Wenn der Druck oben wächst, wird nach unten getreten. Offenbar auch beim "Südkurier". Foto: Joachim E. Röttgers

Ausgabe 273
Medien

Jeden Tag ein guter Freund

Von Josef-Otto Freudenreich
Datum: 22.06.2016
Die Pflege der Heimat ist dem "Südkurier" in Konstanz ganz wichtig. Wer das Wohlgefühl stört, etwa durch Kritik am Oberbürgermeister, wird stillgelegt. Ein Fall aus der Lokalredaktion.

Der Intendant des Konstanzer Theaters, Christoph Nix, hat es nicht so mit der Harmonie. Zur Hochform läuft er auf, wenn Großkopfete glauben, Glanz, Glorie und Geld gehörten alleine ihnen. Dabei kommen ihm gerne der Oberbürgermeister, der örtliche Zeitungsmonopolist "Südkurier" oder jetzt die Drogeriekette dm in die Quere. Sie will aus dem Kultkino Scala eine Filiale machen (Kontext berichtete).

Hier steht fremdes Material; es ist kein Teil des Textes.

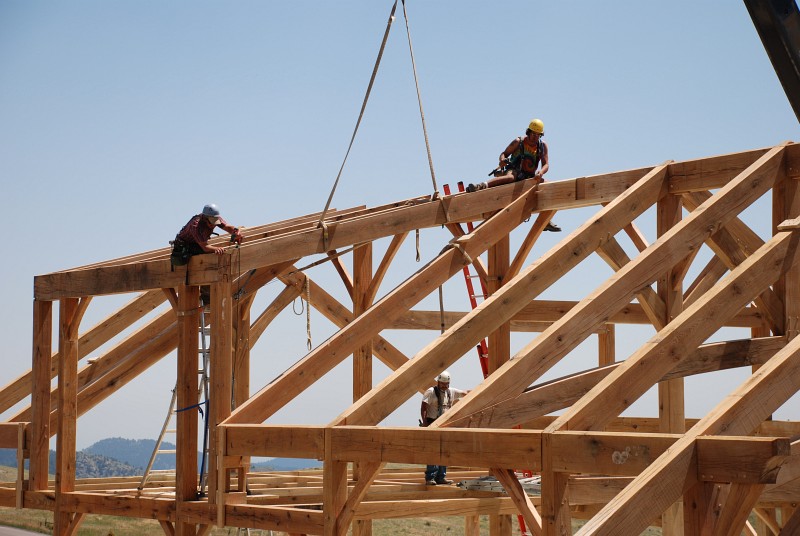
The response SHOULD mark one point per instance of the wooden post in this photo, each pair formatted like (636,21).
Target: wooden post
(362,357)
(67,396)
(221,362)
(334,491)
(241,369)
(499,349)
(671,402)
(556,519)
(786,205)
(500,339)
(186,386)
(40,394)
(606,341)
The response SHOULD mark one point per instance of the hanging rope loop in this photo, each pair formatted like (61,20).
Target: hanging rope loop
(308,315)
(360,116)
(435,194)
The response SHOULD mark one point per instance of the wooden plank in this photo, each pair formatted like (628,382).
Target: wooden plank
(563,336)
(507,477)
(275,518)
(606,345)
(162,508)
(606,453)
(69,317)
(255,253)
(541,313)
(707,278)
(221,363)
(334,491)
(502,305)
(327,355)
(710,173)
(40,394)
(740,501)
(733,243)
(130,365)
(561,393)
(500,338)
(281,301)
(528,242)
(434,507)
(664,481)
(276,441)
(367,473)
(476,448)
(585,191)
(186,389)
(554,493)
(647,365)
(745,461)
(671,404)
(383,267)
(652,304)
(90,341)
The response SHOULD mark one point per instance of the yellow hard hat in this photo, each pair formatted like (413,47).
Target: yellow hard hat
(537,126)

Ein Fall für Nix. Er hängt sich in die Bürgerinitiative "Rettet das Scala" rein, appelliert an das gute Gewissen des dm-Gründers Götz Werner, sorgt für angemessene Verbreitung, zusammen mit "Tatort"-Kommissarin Eva Mattes, die Konstanz zu einer "reinen Kommerzstadt" verkommen sieht. Die Schweizer, schreibt der "Spiegel", schleppten die Zahnpasta "gern kistenweise" aus den Läden, und das Rathaus erkenne "keinen Hebel, den Umbau zu verhindern".

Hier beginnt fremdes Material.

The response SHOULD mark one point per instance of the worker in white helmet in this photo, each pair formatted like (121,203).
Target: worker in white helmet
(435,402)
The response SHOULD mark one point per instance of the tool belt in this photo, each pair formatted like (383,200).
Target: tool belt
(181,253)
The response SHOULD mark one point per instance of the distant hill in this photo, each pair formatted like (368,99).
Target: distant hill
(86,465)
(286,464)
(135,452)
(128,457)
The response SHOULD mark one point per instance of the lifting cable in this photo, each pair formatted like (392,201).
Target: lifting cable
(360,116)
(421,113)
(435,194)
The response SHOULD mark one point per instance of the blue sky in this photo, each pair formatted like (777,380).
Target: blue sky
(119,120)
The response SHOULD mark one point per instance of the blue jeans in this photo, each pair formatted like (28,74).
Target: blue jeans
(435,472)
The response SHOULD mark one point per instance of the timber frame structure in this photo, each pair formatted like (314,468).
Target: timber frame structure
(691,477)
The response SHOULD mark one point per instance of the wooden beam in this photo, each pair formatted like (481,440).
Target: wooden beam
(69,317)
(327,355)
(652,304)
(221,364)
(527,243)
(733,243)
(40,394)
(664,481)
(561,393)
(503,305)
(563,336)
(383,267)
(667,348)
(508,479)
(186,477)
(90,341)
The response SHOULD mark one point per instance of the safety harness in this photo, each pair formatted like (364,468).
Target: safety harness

Letzteres verblüfft nicht. Oberbürgermeister Uli Burchardt (CDU), seit 2012 im Amt, war früher Unternehmensberater für strategisches Marketing. Dem 45-Jährigen wird nachgesagt, Kritik als Majestätsbeleidigung, Künstler als Störenfriede zu empfinden. Überraschender ist das Verhalten des "Südkurier" (SK), des Meinungsmachers am Ort. Das Regionalblatt (124 000 Exemplare) hat sich, eigenen Angaben zufolge, die Aufgabe gestellt, den Menschen "Lust auf Heimat" zu machen, leistete sich aber einen kritischen Kopf, dem nicht danach war. Den Lokalredakteur Michael Lünstroth. Auch er zeigte sich missvergnügt über die Stadt, die "so sehr dem Konsum anheimgefallen ist". Das brachte er mehrfach zum Ausdruck, stets den Oberbürgermeister im Visier. Im Falle Scala entdeckte er einen weiteren Beleg dafür, "wie weit der Mann sich von der Realität entfernt hat".

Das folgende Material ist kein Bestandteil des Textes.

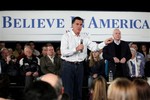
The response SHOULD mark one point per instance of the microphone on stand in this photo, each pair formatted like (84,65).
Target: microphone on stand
(81,42)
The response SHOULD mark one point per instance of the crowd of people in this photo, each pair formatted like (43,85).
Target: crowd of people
(58,73)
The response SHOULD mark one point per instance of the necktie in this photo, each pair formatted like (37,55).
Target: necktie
(133,68)
(106,68)
(0,68)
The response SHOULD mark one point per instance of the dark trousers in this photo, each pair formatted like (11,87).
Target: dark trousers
(72,78)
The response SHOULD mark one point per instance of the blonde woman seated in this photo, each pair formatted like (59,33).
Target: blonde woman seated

Der OB fühlt sich "schlechtgeschrieben" 

Der OB sah dies als weiteren Beleg dafür, dass ihm die Zeitung nicht wohlgesinnt war. Das Blatt, klagt sein Sprecher Walter Rügert, habe die Stadt wiederholt "schlechtgeschrieben". Darüber habe sich der Oberbürgermeister mehrfach beschwert. Aber offenbar haben auch die jüngsten Gespräche mit der Chefredaktion im April keine Besserung gebracht, die Unterredungen mit SK-Geschäftsführer Rainer Wiesner ebenso wenig. Ein Stein des Anstoßes: Michael Lünstroth, seit neun Jahren Mitglied der Lokalredaktion.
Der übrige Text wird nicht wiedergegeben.